What are you achieving by encouraging your child to regularly participate in effective practise?
You are furthering connections.
Not just between your child and their instrument, but also between your child and music in general. There have been lots of studies proving the benefits of music to our brains, but these benefits won’t occur by just turning up to a 30-minute lesson once a week. They will also learn more about their instrument – how it feels, how it sounds, what it can do – and will become more attuned to how they can control what sound it can produce.
You are encouraging your child to become an independent problem solver.
Any good teacher will teach their students all the tools they need to get themselves out of a tricky situation. If they strike a problem while practising through the week, taking the, “I’ll wait until the next lesson to ask my teacher” response is not an appropriate solution. I encourage my students to contact me with questions, rather than waste a whole week, but even then I don’t just give them the answer. Working out ways to discover the solution and being able to move forward is very rewarding and as well as improving their problem-solving skills, also gives them confidence.
You are providing an opportunity for them to exercise exacting mental concentration.
To play an instrument, your child’s brain is processing a great number of details simultaneously, combining rhythm, pitch, technique, body positioning, fine motor skills, dynamics, texture, tonal shading and more. The synapses being developed in the brain of a musician are unique.
You are helping them to develop the skill of listening as opposed to just hearing.
Effective practise involves your child really listening to what they are producing and finding ways to improve that sound. From obvious changes in dynamics, through to subtle variances in tone and phrasing, they will learn to really pay attention to what is beneath the surface.
You are teaching them how to persevere and work towards a long-term goal.
Piano skills don’t instantly appear, but grow over time. Having a goal towards which they can steadily progress gives your child the opportunity to understand the concept of steady progress and delayed gratification.

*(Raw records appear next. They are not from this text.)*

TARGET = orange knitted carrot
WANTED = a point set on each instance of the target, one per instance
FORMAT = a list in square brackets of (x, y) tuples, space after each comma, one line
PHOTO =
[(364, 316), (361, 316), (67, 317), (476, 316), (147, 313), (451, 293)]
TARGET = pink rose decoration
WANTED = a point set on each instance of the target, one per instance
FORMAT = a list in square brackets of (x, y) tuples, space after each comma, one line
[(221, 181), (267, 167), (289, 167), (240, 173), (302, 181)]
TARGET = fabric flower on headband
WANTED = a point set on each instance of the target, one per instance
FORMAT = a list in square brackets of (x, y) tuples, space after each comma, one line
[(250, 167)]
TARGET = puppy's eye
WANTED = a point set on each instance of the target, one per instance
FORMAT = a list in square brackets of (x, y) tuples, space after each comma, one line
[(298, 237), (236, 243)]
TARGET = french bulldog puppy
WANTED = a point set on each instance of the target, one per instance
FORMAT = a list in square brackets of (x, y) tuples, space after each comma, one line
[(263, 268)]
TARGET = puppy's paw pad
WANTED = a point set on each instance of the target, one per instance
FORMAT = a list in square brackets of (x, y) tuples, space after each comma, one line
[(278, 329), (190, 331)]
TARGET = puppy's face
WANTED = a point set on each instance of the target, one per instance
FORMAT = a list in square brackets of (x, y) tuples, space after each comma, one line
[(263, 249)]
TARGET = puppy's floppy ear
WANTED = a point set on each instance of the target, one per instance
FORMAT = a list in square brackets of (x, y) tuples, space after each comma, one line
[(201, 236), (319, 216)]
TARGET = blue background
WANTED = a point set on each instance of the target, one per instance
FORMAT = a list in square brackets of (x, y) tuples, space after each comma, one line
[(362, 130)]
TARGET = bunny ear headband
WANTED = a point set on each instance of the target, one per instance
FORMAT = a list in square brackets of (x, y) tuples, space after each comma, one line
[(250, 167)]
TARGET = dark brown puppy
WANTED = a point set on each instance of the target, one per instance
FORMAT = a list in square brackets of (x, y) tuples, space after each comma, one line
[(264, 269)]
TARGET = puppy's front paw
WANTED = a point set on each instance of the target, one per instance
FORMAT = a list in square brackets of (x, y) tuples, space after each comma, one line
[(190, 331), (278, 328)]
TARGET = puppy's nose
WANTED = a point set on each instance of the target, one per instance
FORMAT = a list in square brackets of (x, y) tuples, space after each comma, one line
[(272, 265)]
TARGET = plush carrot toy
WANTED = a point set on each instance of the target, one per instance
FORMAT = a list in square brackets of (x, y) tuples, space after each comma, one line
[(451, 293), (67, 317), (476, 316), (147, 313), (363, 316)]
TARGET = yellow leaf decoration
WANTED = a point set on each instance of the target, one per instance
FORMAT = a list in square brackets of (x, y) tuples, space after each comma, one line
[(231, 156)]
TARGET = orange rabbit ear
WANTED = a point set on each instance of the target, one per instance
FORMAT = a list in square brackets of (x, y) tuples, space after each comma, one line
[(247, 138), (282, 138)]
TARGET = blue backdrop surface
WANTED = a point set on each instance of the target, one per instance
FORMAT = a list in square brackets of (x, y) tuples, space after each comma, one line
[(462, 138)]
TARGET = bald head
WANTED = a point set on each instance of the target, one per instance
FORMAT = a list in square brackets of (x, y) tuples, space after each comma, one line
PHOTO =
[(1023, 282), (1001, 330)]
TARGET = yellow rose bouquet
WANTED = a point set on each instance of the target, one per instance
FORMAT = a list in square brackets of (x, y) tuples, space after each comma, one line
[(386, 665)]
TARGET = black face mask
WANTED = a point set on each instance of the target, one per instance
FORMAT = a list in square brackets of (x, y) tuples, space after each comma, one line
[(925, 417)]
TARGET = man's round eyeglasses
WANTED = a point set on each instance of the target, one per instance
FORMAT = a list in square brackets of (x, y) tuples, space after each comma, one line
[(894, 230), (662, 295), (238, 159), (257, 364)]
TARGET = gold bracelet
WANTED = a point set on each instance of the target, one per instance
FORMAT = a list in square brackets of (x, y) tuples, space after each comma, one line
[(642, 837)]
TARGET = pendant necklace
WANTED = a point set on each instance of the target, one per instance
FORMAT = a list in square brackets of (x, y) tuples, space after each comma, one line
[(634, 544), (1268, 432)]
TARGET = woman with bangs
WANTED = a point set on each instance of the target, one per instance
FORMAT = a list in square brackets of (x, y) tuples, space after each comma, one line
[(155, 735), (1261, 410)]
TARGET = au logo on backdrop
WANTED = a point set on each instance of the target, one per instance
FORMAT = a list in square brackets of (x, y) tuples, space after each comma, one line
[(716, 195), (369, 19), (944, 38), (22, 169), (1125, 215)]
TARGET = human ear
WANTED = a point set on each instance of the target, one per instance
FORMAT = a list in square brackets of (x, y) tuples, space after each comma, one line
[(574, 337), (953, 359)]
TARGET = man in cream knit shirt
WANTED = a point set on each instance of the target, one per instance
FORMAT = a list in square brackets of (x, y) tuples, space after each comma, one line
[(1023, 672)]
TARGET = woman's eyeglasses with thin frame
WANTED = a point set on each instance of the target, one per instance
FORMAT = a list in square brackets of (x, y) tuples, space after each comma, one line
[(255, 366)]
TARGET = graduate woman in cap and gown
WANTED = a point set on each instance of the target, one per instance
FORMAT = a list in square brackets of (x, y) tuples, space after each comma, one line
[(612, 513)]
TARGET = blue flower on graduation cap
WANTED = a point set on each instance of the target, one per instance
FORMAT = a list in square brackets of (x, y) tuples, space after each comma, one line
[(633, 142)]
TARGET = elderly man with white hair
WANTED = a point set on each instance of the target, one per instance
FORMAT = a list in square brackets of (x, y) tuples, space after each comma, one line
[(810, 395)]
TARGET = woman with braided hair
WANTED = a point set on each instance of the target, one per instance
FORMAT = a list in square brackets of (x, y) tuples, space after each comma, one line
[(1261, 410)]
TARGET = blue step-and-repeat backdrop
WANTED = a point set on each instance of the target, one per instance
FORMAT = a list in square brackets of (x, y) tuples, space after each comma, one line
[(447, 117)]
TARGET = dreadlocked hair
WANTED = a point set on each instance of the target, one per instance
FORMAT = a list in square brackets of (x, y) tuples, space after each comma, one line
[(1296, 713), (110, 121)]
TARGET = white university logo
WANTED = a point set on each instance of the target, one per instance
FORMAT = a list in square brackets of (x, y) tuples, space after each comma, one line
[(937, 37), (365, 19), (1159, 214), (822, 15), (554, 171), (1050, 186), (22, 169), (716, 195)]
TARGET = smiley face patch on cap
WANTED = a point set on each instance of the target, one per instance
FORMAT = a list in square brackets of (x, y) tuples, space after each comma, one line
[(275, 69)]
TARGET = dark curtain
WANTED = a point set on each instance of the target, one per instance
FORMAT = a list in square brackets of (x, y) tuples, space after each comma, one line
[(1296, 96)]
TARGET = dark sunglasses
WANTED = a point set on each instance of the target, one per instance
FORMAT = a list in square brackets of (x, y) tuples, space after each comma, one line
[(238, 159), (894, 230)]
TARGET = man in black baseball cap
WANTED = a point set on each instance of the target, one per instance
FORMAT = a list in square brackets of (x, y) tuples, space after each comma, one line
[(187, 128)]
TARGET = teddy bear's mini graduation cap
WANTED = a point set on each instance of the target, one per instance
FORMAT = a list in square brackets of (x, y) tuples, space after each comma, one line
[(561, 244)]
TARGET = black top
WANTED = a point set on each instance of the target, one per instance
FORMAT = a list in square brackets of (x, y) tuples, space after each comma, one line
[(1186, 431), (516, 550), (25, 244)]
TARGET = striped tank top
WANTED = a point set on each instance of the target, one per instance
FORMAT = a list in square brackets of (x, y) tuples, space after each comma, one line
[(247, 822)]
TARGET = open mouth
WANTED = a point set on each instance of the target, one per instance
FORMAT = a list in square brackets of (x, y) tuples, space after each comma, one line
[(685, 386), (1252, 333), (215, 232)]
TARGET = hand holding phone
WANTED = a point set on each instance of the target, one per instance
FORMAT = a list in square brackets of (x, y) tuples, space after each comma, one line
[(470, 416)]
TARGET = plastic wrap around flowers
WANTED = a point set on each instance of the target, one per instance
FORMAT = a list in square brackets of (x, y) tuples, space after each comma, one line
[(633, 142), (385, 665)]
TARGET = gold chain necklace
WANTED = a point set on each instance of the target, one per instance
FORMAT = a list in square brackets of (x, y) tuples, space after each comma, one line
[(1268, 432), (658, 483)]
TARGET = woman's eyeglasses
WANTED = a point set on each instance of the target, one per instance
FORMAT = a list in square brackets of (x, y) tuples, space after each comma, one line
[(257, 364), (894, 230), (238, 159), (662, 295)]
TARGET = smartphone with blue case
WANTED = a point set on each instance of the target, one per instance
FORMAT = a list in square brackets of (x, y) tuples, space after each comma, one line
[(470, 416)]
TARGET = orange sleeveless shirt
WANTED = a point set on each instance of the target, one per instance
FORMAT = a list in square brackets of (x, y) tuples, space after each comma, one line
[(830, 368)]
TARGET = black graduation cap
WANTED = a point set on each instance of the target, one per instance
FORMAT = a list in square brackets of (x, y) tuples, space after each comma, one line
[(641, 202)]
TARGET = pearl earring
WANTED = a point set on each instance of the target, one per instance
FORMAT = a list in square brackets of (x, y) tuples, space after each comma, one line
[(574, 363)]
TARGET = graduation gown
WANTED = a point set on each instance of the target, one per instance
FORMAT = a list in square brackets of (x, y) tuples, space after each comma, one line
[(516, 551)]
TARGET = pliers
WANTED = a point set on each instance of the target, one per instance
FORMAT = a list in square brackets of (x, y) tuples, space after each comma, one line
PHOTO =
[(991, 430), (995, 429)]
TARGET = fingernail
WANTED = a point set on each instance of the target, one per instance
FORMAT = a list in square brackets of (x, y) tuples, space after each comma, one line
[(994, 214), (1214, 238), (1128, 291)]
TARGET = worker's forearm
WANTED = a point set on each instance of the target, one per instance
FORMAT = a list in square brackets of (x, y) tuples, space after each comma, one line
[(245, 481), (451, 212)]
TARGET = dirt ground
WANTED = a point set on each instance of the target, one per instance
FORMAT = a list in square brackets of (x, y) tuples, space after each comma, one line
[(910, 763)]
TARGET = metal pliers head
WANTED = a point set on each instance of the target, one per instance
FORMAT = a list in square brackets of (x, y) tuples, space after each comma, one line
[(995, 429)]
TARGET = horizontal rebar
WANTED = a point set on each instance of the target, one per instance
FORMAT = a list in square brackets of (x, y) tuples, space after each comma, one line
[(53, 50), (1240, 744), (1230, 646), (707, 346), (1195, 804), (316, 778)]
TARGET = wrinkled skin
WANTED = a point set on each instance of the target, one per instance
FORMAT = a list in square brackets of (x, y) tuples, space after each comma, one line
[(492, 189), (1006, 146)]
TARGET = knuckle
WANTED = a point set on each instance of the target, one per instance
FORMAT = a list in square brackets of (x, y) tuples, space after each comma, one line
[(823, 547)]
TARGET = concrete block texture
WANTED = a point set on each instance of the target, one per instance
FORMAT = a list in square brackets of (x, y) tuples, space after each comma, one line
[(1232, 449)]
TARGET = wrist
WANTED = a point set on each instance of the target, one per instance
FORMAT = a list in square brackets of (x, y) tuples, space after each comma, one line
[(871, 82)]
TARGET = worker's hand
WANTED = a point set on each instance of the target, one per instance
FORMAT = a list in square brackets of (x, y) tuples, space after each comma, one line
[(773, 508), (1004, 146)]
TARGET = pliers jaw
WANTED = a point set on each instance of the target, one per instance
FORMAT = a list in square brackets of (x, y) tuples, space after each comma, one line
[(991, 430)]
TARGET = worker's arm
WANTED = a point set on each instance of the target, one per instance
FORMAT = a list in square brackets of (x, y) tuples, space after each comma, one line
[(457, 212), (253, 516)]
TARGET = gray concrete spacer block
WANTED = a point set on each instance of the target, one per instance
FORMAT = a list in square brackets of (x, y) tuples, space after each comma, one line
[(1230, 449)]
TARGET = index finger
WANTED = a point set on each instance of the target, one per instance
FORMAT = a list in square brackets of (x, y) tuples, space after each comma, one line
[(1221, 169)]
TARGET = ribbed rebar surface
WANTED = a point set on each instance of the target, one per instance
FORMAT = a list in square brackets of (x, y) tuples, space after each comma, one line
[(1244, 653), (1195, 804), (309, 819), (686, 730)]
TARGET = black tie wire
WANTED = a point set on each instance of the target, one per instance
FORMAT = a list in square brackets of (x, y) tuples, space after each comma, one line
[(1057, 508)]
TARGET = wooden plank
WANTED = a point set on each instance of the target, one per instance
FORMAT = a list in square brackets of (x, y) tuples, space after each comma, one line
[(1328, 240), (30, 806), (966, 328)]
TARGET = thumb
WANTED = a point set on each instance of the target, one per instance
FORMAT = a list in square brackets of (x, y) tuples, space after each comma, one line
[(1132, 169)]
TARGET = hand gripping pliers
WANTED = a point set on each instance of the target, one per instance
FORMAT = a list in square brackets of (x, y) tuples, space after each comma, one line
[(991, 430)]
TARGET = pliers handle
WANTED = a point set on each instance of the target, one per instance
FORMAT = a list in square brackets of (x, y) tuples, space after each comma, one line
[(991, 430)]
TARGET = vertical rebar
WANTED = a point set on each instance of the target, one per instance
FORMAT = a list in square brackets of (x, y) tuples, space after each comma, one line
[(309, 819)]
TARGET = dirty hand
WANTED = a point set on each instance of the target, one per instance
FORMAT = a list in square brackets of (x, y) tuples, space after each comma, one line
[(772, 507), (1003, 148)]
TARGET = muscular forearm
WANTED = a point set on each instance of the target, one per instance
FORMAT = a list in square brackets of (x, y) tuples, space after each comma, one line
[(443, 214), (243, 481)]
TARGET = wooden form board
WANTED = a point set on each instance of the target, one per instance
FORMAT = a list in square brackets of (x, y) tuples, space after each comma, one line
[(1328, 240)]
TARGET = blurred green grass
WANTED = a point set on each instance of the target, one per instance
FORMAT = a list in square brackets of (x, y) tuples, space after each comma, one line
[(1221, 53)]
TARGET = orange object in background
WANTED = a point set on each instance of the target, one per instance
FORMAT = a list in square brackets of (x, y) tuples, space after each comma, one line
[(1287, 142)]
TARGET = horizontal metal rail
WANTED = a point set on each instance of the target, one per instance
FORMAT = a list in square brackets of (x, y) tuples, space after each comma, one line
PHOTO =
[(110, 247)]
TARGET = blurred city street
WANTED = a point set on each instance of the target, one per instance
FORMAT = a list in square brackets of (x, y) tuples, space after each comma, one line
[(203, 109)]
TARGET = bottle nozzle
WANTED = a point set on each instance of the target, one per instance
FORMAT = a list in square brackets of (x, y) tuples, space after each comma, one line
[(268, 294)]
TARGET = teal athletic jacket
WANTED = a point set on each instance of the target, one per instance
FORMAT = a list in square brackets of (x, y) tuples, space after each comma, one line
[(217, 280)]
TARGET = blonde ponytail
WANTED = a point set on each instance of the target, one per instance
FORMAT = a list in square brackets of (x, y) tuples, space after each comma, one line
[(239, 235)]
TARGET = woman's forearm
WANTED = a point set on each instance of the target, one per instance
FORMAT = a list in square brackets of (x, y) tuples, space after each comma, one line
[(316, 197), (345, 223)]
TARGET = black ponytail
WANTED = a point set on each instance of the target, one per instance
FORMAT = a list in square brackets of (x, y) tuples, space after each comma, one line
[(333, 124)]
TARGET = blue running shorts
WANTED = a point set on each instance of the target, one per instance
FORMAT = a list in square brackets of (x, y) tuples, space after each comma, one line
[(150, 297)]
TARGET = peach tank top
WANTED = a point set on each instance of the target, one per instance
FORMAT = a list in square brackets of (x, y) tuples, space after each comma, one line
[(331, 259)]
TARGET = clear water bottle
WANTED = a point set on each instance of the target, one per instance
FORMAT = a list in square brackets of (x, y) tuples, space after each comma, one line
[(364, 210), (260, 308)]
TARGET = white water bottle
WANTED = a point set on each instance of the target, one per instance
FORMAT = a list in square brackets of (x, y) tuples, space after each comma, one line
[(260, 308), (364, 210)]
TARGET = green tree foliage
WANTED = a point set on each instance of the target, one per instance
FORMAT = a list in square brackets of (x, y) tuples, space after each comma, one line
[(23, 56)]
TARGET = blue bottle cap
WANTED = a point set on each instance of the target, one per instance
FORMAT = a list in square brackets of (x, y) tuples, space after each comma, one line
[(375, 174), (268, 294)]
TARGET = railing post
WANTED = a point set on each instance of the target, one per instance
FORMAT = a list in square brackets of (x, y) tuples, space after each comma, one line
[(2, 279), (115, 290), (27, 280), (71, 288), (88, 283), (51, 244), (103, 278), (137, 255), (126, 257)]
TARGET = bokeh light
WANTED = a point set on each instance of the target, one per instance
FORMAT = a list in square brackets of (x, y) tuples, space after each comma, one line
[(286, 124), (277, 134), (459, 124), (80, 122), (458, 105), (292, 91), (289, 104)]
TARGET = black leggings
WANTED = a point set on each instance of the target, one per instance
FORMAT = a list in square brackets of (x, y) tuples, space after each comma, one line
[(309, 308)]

You are showing them how to schedule and prioritise.
Following on from the point above, having a goal necessitates scheduling and prioritising. If practise is scheduled into their routine along with homework and jobs around the house, they will learn how scheduling allows time for everything to happen, and that all those things happening means they reach all their goals.
You are maximising your investment
You have invested financially in lessons and have also invested your (and your child’s) time. Ensuring they make the most of the opportunity makes your time and money investment more worthwhile.
What is not piano practise?
No improvement. Muddling through a piece from beginning to end without working on sections to facilitate improvement is not practise, it is just playing. When this happens, your child is probably also not playing with any joy, because they are constantly struggling. Don’t feel that just getting through a piece is a goal to tick off the list. A small section of improvement is far better than a whole piece left at the same level.